Maria Montessori pense ainsi que sa méthode ne réussit que dans la mesure où elle sait atteindre et faire éclore la vraie personnalité de l'enfant. C'est le préliminaire indispensable à toute idée de reconstruction de la société par l'éducation. ‘« On attend de l'éducation une révolution complète, qui change la position de l'homme : il faut maintenant que l'esprit créateur de l'individu monte et domine l'échelle des valeurs »’ 504. La révolution que l'Education nouvelle veut réaliser passe d'abord par une libération personnelle et intérieure, une libération de l'âme.

Béatrice Ensor ne remet pas en cause l'idée chère à la Ligue, celle de la transformation du monde par l'éducation, mais elle rappelle que l'extension des principes de l'Education nouvelle à toutes les écoles demeure prioritaire à la réalisation de ce but. ‘« Mais une nécessité supérieure s'impose à nous. C'est en ce moment même qu'il faut fournir aux Educateurs de la jeunesse l'occasion de clarifier ces principes qui, une fois introduits dans toutes les écoles du monde, peuvent transformer la Société humaine, et faire sortir le monde de son chaos »’ 505. Elle tient aussi à renouveler sa confiance en la psychologie qui, ‘« comme science de l'homme et des relations humaines, a conquis une telle place dans l'effort scientifique contemporain, que nous lui en avons fait une correspondante dans nos travaux »’ 506.

Ferrière admet depuis les débuts de la Ligue qu'il existe une nécessaire dimension sociale à mettre en place dans les écoles nouvelles mais leur but reste de « centrer » l'enfant qui, ‘« mû par son vouloir vivre, vouloir savoir, vouloir agir, vouloir créer, a lentement différencié et concentré ses aptitudes et facultés »’ 507. L'ambition de Ferrière n'est pas d'ordre politique, le travail de l'enseignant n'est pas de révolutionner la société. Si cela se produit, l'éducation y aura sans doute contribué mais elle ne peut en faire sa mission. Si, par l'extension de l'Education nouvelle à l'Ecole publique, Ferrière envisage des résultats positifs pour les enfants, pour la famille et aussi pour la Société qui ‘« recevrait de l'école des citoyens ayant l'esprit de travail, le sens des responsabilités, le respect d'une hiérarchie et d'une autorité fondées sur la compétence »’ 508, c'est pour mieux convaincre du bien-fondé des principes de la Ligue.
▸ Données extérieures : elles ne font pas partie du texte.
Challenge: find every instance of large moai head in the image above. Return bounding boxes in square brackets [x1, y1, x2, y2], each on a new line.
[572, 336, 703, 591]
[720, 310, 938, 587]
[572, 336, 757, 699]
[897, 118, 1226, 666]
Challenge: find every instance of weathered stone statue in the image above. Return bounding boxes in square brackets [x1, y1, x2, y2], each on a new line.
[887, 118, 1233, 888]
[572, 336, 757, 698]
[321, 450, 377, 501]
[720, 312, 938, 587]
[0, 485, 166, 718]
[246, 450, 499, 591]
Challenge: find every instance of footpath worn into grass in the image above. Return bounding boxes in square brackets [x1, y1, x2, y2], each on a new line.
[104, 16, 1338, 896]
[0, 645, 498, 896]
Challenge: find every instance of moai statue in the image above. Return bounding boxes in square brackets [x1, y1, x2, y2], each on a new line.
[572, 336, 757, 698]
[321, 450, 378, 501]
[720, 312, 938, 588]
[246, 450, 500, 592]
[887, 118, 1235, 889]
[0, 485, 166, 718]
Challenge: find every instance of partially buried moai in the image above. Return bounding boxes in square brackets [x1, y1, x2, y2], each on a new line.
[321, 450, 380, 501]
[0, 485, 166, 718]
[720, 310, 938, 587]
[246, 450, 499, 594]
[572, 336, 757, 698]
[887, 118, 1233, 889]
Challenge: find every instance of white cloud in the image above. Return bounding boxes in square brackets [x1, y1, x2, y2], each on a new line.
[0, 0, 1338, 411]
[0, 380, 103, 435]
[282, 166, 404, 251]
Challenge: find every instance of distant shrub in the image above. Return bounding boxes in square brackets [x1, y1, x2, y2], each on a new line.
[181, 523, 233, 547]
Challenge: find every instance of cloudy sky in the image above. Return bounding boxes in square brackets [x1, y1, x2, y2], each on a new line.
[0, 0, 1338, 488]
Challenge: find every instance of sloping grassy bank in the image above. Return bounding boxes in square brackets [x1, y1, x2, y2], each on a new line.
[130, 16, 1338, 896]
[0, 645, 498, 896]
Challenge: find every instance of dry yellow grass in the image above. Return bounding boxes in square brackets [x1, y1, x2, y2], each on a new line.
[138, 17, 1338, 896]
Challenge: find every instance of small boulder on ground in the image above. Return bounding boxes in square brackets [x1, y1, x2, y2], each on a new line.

C'est toujours dans cet esprit que Ferrière s'exprime dans les congrès de la Ligue. Persuader les éducateurs de l'importance de leur « mission culturelle »509 auprès des enfants serait déjà un énorme progrès ! Ferrière veut redire à Nice ce qui fait la particularité du projet de l'Education nouvelle, son silence politique, sa neutralité religieuse. Il veut empêcher qu'on détourne l'école de sa vocation, aider à l'accomplissement de l'oeuvre de la nature en l'enfant, former l'homme en l'enfant avant même de penser à former le citoyen.

Piaget donne une réponse de psychologue au problème de la crise sociale. La société étant ce qu'elle est, il nous faut et quelquefois malgré nous l'accepter. S'il manque à l'homme la forme d'esprit qui lui permettrait de faire face à cette situation, cela n'autorise personne selon Piaget ‘« à prescrire à l'enfant un idéal social nouveau : nous ne savons pas ce que sera la société de demain. Ce n'est pas à nous qu'il appartient d'inculquer à l'enfant un idéal politique, un idéal économique, un idéal social trop précis »’ 510. Comme Ferrière, il écarte toute idée prioritaire de transformation sociale par l'éducation. Si l'Education nouvelle se donne pour tâche de changer l'école, on ne peut lui assigner la charge de changer la société. Elle est par contre responsable d'étendre une nouvelle morale fondée sur la réciprocité et la coopération, ou plus exactement un esprit dont la forme importe plus que le contenu.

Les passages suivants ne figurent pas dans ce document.